Column: Not in front of the children

When my daughter was about three she walked in on the ex and I ‘in the act’. It was a Sunday morning and as usual she had woken up and wandered into our room to try to burrow under our duvet.

The ex developed a rather strange high pitched voice and said: “Can you get back in your bed now, sweetie? Me and mummy are having special cuddles.” She quietly left the room without protest, as though she instinctively knew she shouldn’t be there.

This was the first and last time this ever happened – which may have been more to do with the infrequency of our intimacies than us being lucky.

But being a Drunken Slut Mum these days means sex at times has to be an opportunist activity, just as some burglars rely on doors being left unlocked and keys left carelessly lying around. If there’s a chance of a quick nibble on my favourite snack (which comes in big Man-sized portions) I will grab it with both hands and my mouth wide-open, so to speak.

And no, I certainly don’t agree with anyone having sex in front of children, but if they are asleep upstairs, surely it’s worth a try.

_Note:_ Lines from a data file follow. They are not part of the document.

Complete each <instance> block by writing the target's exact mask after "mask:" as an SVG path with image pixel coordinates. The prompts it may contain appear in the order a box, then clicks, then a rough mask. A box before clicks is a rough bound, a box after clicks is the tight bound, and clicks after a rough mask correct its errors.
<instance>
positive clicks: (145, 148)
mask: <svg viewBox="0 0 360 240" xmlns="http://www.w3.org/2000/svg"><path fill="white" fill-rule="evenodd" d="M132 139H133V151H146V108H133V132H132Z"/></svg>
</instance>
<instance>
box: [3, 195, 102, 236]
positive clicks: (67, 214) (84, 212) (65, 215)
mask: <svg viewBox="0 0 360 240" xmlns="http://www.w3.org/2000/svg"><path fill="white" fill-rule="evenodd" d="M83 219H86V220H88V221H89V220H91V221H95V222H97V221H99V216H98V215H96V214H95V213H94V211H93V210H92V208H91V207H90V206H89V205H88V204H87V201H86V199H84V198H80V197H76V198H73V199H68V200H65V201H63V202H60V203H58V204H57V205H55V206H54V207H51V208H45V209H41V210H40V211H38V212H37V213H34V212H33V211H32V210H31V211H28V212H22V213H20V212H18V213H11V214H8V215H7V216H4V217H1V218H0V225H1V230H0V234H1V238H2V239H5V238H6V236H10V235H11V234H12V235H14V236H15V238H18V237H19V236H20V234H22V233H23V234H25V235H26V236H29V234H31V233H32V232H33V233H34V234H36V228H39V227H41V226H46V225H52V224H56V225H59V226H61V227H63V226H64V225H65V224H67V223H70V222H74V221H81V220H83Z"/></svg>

My creaky bed springs do me no favours, so we tend to explore downstairs options. The Man and I have ended up rolling around on my lounge carpet, crashing into squeaky toys or setting off some brightly coloured plastic object which lights up and plays a tune, especially when it comes into contact with a right buttock. We’ve knocked parts of the play pen over, had to extract pieces of Lego from our behinds and given the stuffed toy penguin in the room more than enough to stare at.